Re: POS tagging in Lucene

2016-10-19 Thread Tommaso Teofili
I think it might be helpful to handle POS tags as TypeAttributes so that
the input and output texts would cleaner and you can still filter and
retrieve tokens by type (e.g. with TypeTokenFilter).

My 2 cents,
Tommaso


Il giorno mer 19 ott 2016 alle ore 11:56 Niki Pavlopoulou 
ha scritto:

> Hi Steve,
>
> thank you for your answer. I created a custom Lucene Analyser in the end.
> Just to clarify on what I mean, Lucene works perfectly for pure words, but
> since it does not support POS tagging some workaround needs to be done for
> the analysis of tokens with POS tags. For example:
>
> Input without POS tags: "I love Lucene's library. It is perfect."
> Output: List(love, lucene, library, perfect)
>
> Input with POS tags: "I[PRP] love[VBP] Lucene's[NNP] library[NN] It[PRP]
> is[VBZ] perfect[JJ]"
> Output: List(i[prp], love[vbp], lucene's[nnp], library[nn], it[prp],
> is[vbz], perfect[jj])
> *Desired output*: List(love[vbp], lucene[nnp], library[nn], perfect[jj])
>
> If one does the POS tagging after the analysis, then the tags might be
> wrong as the right syntax has been lost. This is why the POS tagging needs
> to happen early on and then the analysis to take place.
>
> Regards,
> Niki.
>
> On 18 October 2016 at 19:59, Steve Rowe  wrote:
>
> > Hi Niki,
> >
> > > On Oct 18, 2016, at 7:27 AM, Niki Pavlopoulou  wrote:
> > >
> > > Hi all,
> > >
> > > I am using Lucene and OpenNLP for POS tagging. I would like to support
> > > biGrams with POS tags as well. For example, I would like something like
> > > that:
> > >
> > > Input: (I[PRP], am[VBP], using[VBG], Lucene[NNP])
> > > Output: (I[PRP] am[VBP], am[VBP] using[VBG], using[VBG] Lucene[NNP])
> > >
> > > The problem above is that I do not have "pure" tokens, like "I", "am"
> > etc.,
> > > so the analysis could be wrong if I add the POS tags as an input in
> > Lucene.
> > > Is there a way to solve this, apart from creating my custome Lucene
> > > analyser?
> >
> > To create your bigrams, check out ShingleFilter: <
> > http://lucene.apache.org/core/6_2_1/analyzers-common/org/
> > apache/lucene/analysis/shingle/ShingleFilter.html>
> >
> > I’m not sure what you mean by “the analysis could be wrong if I add the
> > POS tags as an input in Lucene” - can you give an example?
> >
> > You may be interested in the work-in-progress addition of OpenNLP
> > integration with Lucene here:  > jira/browse/LUCENE-2899>
> >
> > --
> > Steve
> > www.lucidworks.com
> >
> >
> > -
> > To unsubscribe, e-mail: java-user-unsubscr...@lucene.apache.org
> > For additional commands, e-mail: java-user-h...@lucene.apache.org
> >
> >
>


Re: POS tagging in Lucene

2016-10-19 Thread Niki Pavlopoulou
Hi Steve,

thank you for your answer. I created a custom Lucene Analyser in the end.
Just to clarify on what I mean, Lucene works perfectly for pure words, but
since it does not support POS tagging some workaround needs to be done for
the analysis of tokens with POS tags. For example:

Input without POS tags: "I love Lucene's library. It is perfect."
Output: List(love, lucene, library, perfect)

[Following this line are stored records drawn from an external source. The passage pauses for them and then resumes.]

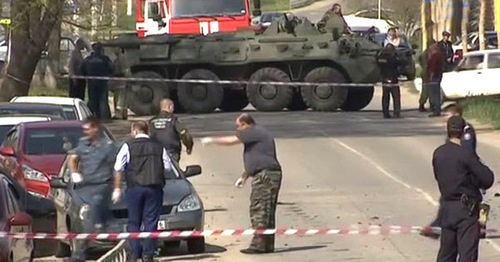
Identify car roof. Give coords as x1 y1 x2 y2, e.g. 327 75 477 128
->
20 120 83 129
10 96 81 106
464 49 500 56
0 102 61 109
0 116 50 126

Input with POS tags: "I[PRP] love[VBP] Lucene's[NNP] library[NN] It[PRP]
is[VBZ] perfect[JJ]"
Output: List(i[prp], love[vbp], lucene's[nnp], library[nn], it[prp],
is[vbz], perfect[jj])
*Desired output*: List(love[vbp], lucene[nnp], library[nn], perfect[jj])

If one does the POS tagging after the analysis, then the tags might be
wrong as the right syntax has been lost. This is why the POS tagging needs
to happen early on and then the analysis to take place.

Regards,
Niki.

On 18 October 2016 at 19:59, Steve Rowe  wrote:

> Hi Niki,
>
> > On Oct 18, 2016, at 7:27 AM, Niki Pavlopoulou  wrote:
> >
> > Hi all,
> >
> > I am using Lucene and OpenNLP for POS tagging. I would like to support
> > biGrams with POS tags as well. For example, I would like something like
> > that:
> >
> > Input: (I[PRP], am[VBP], using[VBG], Lucene[NNP])
> > Output: (I[PRP] am[VBP], am[VBP] using[VBG], using[VBG] Lucene[NNP])
> >
> > The problem above is that I do not have "pure" tokens, like "I", "am"
> etc.,
> > so the analysis could be wrong if I add the POS tags as an input in
> Lucene.
> > Is there a way to solve this, apart from creating my custome Lucene
> > analyser?
>
> To create your bigrams, check out ShingleFilter: <
> http://lucene.apache.org/core/6_2_1/analyzers-common/org/
> apache/lucene/analysis/shingle/ShingleFilter.html>
>
> I’m not sure what you mean by “the analysis could be wrong if I add the
> POS tags as an input in Lucene” - can you give an example?
>
> You may be interested in the work-in-progress addition of OpenNLP
> integration with Lucene here:  jira/browse/LUCENE-2899>
>
> --
> Steve
> www.lucidworks.com
>
>
> -
> To unsubscribe, e-mail: java-user-unsubscr...@lucene.apache.org
> For additional commands, e-mail: java-user-h...@lucene.apache.org
>
>


Re: POS tagging in Lucene

2016-10-18 Thread Steve Rowe
Hi Niki,

> On Oct 18, 2016, at 7:27 AM, Niki Pavlopoulou  wrote:
> 
> Hi all,
> 
> I am using Lucene and OpenNLP for POS tagging. I would like to support
> biGrams with POS tags as well. For example, I would like something like
> that:
> 
> Input: (I[PRP], am[VBP], using[VBG], Lucene[NNP])
> Output: (I[PRP] am[VBP], am[VBP] using[VBG], using[VBG] Lucene[NNP])
> 
> The problem above is that I do not have "pure" tokens, like "I", "am" etc.,
> so the analysis could be wrong if I add the POS tags as an input in Lucene.
> Is there a way to solve this, apart from creating my custome Lucene
> analyser?

To create your bigrams, check out ShingleFilter: 
<http://lucene.apache.org/core/6_2_1/analyzers-common/org/apache/lucene/analysis/shingle/ShingleFilter.html>

I’m not sure what you mean by “the analysis could be wrong if I add the POS 
tags as an input in Lucene” - can you give an example?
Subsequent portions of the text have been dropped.